Here are tiny snippets of answers to other questions:
What does DNA evidence reveal about the conversos in the Southwest United States?: Although we say there are only about 13–15 million Jews in the world, I would guess that if we tested everybody in the world, tens of millions of people would have traces of a Jewish past. Entine also discusses "hidden" children of the Holocaust, and more contemporary hidden Jews.
Is the study of Jewish genetics making inroads in medicine? : It’s literally saving thousands of lives around the world. There are some forty known “Jewish diseases,” disorders that originated in single Jews and then spread throughout Jewish communities. ... The great breakthrough in genetic disease screening happened a few decades ago, when the genetic markers for Tay-Sachs were identified and a test became available." He adds the essential role played by Rabbi Josef Ekstein in 1983.
You’ve pointed to the very positive aspects of genetic testing. But isn’t it also true that the same technology can be used to discriminate?: Understandably, there’s great fear that because of genetic research, people will be labeled defective and subject to discrimination by medical insurers. ... And if we’ve learned anything from history, science can be hijacked by the purveyors of such racist theories as eugenics. Therefore we desperately need to discuss the implications of human genome research to ensure that its focus is enlightenment and not enslavement.

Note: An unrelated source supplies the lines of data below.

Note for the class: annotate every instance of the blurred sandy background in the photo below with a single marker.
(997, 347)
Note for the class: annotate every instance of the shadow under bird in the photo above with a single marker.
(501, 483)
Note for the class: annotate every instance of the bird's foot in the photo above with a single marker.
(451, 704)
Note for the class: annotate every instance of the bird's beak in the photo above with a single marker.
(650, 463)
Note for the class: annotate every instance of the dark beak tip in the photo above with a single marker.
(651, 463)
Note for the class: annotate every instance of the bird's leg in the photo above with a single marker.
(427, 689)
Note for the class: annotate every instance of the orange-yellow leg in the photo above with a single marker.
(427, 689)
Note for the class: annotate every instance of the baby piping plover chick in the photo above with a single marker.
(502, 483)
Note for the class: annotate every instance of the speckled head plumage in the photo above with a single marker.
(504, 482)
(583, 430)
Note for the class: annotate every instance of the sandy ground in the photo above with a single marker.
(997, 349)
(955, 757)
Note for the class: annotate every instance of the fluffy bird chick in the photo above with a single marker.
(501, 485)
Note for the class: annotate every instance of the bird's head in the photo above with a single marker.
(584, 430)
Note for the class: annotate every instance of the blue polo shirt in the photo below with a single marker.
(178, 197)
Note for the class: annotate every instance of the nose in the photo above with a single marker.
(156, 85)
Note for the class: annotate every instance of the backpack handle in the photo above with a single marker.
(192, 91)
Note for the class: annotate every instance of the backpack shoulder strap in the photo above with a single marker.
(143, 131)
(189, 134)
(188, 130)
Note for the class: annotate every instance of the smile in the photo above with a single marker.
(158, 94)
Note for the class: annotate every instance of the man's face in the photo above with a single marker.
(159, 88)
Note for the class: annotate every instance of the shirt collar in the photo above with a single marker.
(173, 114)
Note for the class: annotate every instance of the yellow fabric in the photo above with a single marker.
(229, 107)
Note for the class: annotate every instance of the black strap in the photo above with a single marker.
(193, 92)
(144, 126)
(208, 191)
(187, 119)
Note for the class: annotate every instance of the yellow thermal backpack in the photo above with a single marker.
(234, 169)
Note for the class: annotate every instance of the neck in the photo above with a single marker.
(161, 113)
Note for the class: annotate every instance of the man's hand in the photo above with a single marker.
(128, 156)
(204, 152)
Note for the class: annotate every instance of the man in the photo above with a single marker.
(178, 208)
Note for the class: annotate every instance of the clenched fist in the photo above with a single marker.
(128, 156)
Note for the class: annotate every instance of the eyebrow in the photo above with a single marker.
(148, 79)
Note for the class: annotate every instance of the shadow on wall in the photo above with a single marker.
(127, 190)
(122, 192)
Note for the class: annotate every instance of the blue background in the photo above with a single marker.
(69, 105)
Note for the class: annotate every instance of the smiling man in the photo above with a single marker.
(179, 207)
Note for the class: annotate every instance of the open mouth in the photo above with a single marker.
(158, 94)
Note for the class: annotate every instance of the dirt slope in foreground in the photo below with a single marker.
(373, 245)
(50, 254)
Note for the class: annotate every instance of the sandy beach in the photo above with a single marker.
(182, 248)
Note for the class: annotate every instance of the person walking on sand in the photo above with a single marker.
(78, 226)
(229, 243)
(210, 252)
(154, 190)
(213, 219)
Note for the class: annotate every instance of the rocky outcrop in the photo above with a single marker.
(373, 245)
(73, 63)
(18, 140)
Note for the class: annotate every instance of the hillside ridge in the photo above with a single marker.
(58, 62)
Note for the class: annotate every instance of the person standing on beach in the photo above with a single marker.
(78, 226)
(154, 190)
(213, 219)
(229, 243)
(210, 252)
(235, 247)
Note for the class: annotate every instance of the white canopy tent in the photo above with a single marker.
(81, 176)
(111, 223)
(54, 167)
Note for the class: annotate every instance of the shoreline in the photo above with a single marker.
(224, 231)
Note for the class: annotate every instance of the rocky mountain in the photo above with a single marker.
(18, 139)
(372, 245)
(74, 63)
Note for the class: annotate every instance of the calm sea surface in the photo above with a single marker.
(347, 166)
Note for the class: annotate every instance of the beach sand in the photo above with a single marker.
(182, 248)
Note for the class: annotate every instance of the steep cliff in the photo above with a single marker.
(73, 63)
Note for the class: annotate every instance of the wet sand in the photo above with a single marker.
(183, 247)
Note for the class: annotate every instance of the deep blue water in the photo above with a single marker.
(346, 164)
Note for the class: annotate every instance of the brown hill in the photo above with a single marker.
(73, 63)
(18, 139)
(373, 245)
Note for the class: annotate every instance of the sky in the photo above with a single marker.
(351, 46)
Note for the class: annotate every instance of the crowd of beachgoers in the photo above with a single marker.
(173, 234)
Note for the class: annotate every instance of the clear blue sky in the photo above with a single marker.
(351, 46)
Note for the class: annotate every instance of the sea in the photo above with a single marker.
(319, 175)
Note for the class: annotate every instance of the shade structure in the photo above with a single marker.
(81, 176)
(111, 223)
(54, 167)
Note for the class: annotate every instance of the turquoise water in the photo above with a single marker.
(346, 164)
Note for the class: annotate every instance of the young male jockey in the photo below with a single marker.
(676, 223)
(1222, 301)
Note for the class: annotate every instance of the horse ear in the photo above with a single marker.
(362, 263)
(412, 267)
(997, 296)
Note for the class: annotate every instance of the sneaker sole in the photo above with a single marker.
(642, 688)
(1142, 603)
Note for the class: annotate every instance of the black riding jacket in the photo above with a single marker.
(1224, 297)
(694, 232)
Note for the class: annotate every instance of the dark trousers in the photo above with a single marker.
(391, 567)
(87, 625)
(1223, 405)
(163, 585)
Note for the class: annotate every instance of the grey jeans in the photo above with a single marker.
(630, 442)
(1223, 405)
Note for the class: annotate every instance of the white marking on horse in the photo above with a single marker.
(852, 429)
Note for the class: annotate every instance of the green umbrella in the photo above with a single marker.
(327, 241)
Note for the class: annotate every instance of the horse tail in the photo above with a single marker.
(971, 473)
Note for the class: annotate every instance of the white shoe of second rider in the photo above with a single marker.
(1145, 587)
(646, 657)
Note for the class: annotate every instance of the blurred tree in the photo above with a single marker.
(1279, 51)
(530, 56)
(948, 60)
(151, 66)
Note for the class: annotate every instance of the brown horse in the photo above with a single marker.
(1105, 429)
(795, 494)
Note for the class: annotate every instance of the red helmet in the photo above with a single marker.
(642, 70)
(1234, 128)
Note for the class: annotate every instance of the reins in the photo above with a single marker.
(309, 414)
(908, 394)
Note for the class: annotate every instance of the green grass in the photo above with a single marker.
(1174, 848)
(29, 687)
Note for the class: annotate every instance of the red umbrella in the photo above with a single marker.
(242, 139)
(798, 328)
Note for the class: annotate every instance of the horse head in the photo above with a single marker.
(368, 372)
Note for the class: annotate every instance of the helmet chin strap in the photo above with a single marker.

What is likely to be the next breakthrough in genetic research that can shed light on the Jewish people?: ...The future is focused on curing diseases, and to do that we must get into the prickly subject of human differences based on our ancestry. We are different populations, with differences in brain architecture, appearance, abilities, and disease proclivities. As yet we don’t fully understand how these differences have evolved, but within ten or fifteen years, each of us will literally be able to carry a genetic score card of all the major genetic influences on who we are. This will really help us to address the specific genetic disorders afflicting us as Jews. It’s going to be quite a revelation.
Read the complete article here. Download the excellent companion discussion and study guide here.
The guide explores genetic mapping, anthropology, history and other issues, arranged in three thought-provoking categories: Genetic anthropology provides a new way of looking at Jewish identity, genetic advances shed new light on Jewish history, and genetic mapping raises difficult ethical questions. There's a small section on our favorite subject: genealogy. There are additional resource pointers, but these could have been more up-to-date.